The woman, unwilling to give her name, said she had lost her one-year-old baby in the quake, a misery she has yet to recover from.
"My one-year-old son was taking breast milk. Suddenly the quake jolted the area. I attempted to escape, but the house was razed to rubble, and my son was under debris for about one hour. He died, and I am in hospital," she recalled, with sadness.
She said she was a resident in Sarbland, one of the worst-hit villages in the Zindajan district of Herat. "We had a four-room house, but have nothing now. Everything has gone.
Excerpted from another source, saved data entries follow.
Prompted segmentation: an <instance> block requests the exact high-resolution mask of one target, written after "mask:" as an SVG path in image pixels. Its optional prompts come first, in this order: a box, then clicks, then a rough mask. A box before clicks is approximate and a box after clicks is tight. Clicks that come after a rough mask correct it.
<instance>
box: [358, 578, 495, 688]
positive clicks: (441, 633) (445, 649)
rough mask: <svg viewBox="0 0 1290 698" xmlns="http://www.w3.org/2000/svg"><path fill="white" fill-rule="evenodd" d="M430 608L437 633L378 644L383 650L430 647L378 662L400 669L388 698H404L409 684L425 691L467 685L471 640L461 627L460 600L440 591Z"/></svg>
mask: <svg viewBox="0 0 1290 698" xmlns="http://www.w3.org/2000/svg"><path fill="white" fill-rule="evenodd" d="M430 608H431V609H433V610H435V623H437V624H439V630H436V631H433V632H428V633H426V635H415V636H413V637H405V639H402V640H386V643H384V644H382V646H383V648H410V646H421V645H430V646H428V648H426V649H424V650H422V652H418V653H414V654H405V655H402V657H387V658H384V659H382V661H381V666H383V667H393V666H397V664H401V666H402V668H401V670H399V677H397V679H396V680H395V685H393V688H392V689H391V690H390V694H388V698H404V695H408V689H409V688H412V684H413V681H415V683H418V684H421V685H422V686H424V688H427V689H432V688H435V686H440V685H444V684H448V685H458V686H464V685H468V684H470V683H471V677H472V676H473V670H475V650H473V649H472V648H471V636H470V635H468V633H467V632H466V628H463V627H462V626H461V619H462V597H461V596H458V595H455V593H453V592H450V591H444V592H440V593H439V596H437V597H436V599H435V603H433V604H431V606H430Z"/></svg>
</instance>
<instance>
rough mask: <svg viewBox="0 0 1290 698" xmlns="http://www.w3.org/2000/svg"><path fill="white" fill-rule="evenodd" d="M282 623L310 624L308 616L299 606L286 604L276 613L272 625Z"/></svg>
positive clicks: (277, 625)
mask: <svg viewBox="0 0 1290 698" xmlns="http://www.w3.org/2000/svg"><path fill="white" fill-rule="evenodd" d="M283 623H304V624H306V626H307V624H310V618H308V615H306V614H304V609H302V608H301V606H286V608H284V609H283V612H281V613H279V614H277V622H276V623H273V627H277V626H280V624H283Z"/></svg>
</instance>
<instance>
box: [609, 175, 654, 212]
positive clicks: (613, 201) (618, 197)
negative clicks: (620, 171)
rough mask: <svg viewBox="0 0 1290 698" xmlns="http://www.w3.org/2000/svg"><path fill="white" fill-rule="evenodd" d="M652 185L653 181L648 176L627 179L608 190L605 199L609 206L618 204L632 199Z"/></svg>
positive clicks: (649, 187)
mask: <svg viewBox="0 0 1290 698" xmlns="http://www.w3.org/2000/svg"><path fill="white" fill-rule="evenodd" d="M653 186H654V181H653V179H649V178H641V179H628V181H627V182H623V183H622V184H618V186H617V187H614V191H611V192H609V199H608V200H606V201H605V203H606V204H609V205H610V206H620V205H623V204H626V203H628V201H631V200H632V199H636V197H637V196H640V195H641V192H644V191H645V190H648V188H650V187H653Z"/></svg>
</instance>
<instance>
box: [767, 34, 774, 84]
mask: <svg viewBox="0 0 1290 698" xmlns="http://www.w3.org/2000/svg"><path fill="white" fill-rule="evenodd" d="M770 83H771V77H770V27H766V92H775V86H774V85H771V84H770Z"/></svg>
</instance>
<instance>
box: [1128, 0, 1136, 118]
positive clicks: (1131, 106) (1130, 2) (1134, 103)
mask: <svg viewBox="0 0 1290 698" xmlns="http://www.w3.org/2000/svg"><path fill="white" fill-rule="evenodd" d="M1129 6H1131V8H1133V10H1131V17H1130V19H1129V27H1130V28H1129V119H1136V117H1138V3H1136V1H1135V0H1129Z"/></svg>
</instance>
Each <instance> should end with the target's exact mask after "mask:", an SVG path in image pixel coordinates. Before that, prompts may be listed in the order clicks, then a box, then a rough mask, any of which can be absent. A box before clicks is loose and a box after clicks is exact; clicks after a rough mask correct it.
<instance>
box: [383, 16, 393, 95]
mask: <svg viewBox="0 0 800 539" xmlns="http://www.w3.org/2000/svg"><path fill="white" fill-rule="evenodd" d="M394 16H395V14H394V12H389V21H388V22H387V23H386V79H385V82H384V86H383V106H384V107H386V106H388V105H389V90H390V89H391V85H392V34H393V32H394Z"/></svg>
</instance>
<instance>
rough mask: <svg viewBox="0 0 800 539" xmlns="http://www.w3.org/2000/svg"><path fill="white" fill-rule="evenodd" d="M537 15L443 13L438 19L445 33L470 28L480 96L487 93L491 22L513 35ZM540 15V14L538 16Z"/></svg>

Now winter is around the corner and we live in a tent."
Two deadly quakes, according to the China Earthquake Networks Center, each with a magnitude of 6.2 followed by several aftershocks, rocked west Afghanistan on Oct. 7, leaving thousands dead and injured.
Between 1,200 to 1,500 residential houses, according to acting Deputy Prime Minister Mullah Abdul Ghani Baradar, were destroyed during the quakes hitting Herat.
Fresh tremors followed by aftershocks also rocked Herat on Oct. 15, leaving at least two dead and more than 150 others injured.
The number of residential houses damaged or destroyed, according to locals, could be higher than reported.
Corroborating a similar feeling, a man who survived the deadly quake called Hajji Mohammad Ismail said the quake was horrible, noting his village was turned to dust in seconds.
"It was 11:10 a.m. local time, and we were sipping tea, but suddenly a powerful blast threw us down from the top of a mosque, and when we stood on our feet, we saw big smoke and within seconds found our village turned to dust," said Ismail, who lives in the Naib Rafi village.
"About 300 families with 2,000 people used to live here in this village but a majority of them including women, children and elderly people have died, about 80 or 90 percent of the village's population were killed in the quake," he added.
"We need everything, but above all, our shelters must be built as a priority," the man said.